Professor Corno: About your Mouthpiece Choice
This question recently came in through the contact page and was passed on to Prof. Corno:
What’s the best way to pick out a mouthpiece? I’m a student looking for a comfortable mouthpiece that will help me in the high range, and also to help me play louder, while keeping a good tone.
Picking out a mouthpiece is a great topic but it is potentially a surprisingly divisive one as well. A lot of teachers and players out there, truth be told, know very little about the topic but cover up their lack of practical knowledge very well.
Brand X mouthpieces won’t cut it. Low quality control brands of the past won’t cut it. It is your most important investment in horn playing. Get a good one! A good mouthpiece costs more than $35.

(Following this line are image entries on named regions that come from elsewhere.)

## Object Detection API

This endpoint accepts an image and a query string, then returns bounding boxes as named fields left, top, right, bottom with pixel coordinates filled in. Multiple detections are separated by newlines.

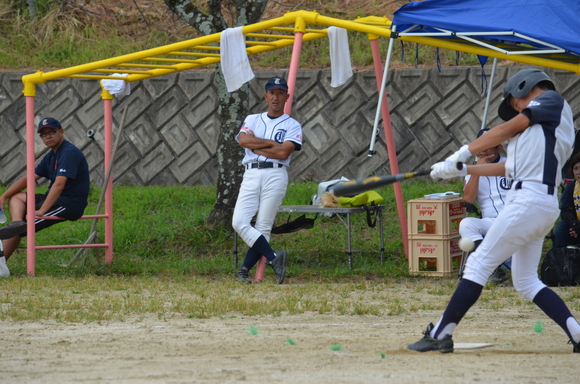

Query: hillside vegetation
left=0, top=0, right=477, bottom=71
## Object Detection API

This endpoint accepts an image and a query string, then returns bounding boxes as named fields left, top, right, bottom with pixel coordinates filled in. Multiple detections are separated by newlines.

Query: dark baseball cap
left=477, top=128, right=489, bottom=138
left=36, top=117, right=62, bottom=132
left=266, top=76, right=288, bottom=92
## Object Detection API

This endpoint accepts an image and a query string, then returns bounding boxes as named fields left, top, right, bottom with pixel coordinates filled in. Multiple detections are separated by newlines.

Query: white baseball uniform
left=459, top=156, right=511, bottom=241
left=463, top=91, right=574, bottom=300
left=232, top=112, right=302, bottom=247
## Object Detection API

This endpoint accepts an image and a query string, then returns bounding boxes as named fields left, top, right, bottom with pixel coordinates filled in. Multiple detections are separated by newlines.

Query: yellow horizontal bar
left=268, top=27, right=327, bottom=34
left=91, top=69, right=159, bottom=74
left=141, top=55, right=203, bottom=63
left=189, top=45, right=220, bottom=51
left=246, top=39, right=278, bottom=45
left=166, top=52, right=220, bottom=57
left=246, top=33, right=294, bottom=39
left=117, top=64, right=169, bottom=68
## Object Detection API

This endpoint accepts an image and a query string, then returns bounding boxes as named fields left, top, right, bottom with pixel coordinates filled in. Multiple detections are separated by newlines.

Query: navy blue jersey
left=34, top=140, right=91, bottom=214
left=506, top=91, right=574, bottom=186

A trumpet player that has gone on record on the topic is Jens Lindemann. One big point in the video “On Choosing a Trumpet Mouthpiece to Suit Your Embouchure” is that you really can and probably should use something smaller than the “traditional” “orchestral” type mouthpiece. His comments are pretty easy to translate to horn in a video that may be viewed here.
His main starting statement in the video is that “90% of trumpet players out there play a mouthpiece that is too big.” This is also probably true on horn as well.
To continue that thought I would say that you need to think outside of the box and go into some testing of your own with an open mind. But to offer a bit of direction similar to that heard in the video just linked, speaking generally the “real man” big mouthpieces seen commonly in years gone by are falling out of favor. They can work fine for a very strong player with very strong chops, but for the average mere mortal just don’t cut it, be willing to try something smaller. This is especially clear if you have listeners who are familiar with the horn hear the mouthpieces in question back to back out in a room. Some mouthpieces have fuzzy articulations and are harder to play on too. Why work so hard? Consider all the options you can.